Design/methodology/approach
This study uses a systematic literature review to investigate the application of SCT within the cybersecurity domain. Using a mixed-methods approach that combines quantitative and qualitative content analysis with the Grounded Theory strategy, over 30,000 documents were initially screened. The final data set comprised 873 peer-reviewed papers from multiple databases.
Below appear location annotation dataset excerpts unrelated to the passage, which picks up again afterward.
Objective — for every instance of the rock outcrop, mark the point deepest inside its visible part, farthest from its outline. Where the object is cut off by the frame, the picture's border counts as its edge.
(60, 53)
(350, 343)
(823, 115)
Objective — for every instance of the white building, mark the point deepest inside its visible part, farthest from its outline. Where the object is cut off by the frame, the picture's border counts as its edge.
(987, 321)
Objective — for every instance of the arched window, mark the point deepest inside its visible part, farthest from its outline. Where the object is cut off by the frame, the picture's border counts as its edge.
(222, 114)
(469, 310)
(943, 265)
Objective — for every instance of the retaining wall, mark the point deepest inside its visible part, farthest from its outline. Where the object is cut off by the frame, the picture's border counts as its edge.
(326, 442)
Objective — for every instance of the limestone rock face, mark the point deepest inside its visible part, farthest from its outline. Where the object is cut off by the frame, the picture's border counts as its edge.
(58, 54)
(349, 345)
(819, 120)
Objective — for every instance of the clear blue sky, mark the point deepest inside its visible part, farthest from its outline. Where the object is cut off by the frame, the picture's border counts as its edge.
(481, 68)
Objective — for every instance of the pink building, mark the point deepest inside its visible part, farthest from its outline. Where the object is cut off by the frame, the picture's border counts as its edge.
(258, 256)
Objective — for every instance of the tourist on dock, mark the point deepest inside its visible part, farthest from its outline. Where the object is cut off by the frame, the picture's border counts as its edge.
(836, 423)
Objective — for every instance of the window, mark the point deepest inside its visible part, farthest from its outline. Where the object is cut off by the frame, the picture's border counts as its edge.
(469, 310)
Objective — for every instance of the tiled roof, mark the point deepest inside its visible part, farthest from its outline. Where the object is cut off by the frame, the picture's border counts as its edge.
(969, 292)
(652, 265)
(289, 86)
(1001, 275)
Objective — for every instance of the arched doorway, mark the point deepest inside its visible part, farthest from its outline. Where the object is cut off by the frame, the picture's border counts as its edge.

MAXQDA software facilitated coding and thematic analysis to identify key SCT applications, governance tools and research gaps.
Findings
The review revealed the following: emerging technologies such as artificial intelligence (AI) and blockchain are sparsely researched within the SCT-cyberspace intersection, yet they offer solutions to various SCT-related issues; empirical studies are underrepresented, with theoretical explorations dominating the discourse; there is a notable gap in integrating emerging technologies such as AI within SCT frameworks; governance tools discussed are varied, including economic incentives, regulatory measures and informational strategies.
Originality/value
This study synthesizes SCT applications in cybersecurity, highlighting the interdisciplinary nature and potential for richer theoretical integration. By systematically mapping the literature, it identifies crucial gaps and offers a foundation for future empirical and theoretical research. The findings emphasize the importance of considering traditional SCT themes and contemporary technological contexts, contributing to the development of more robust frameworks for cyberspace governance.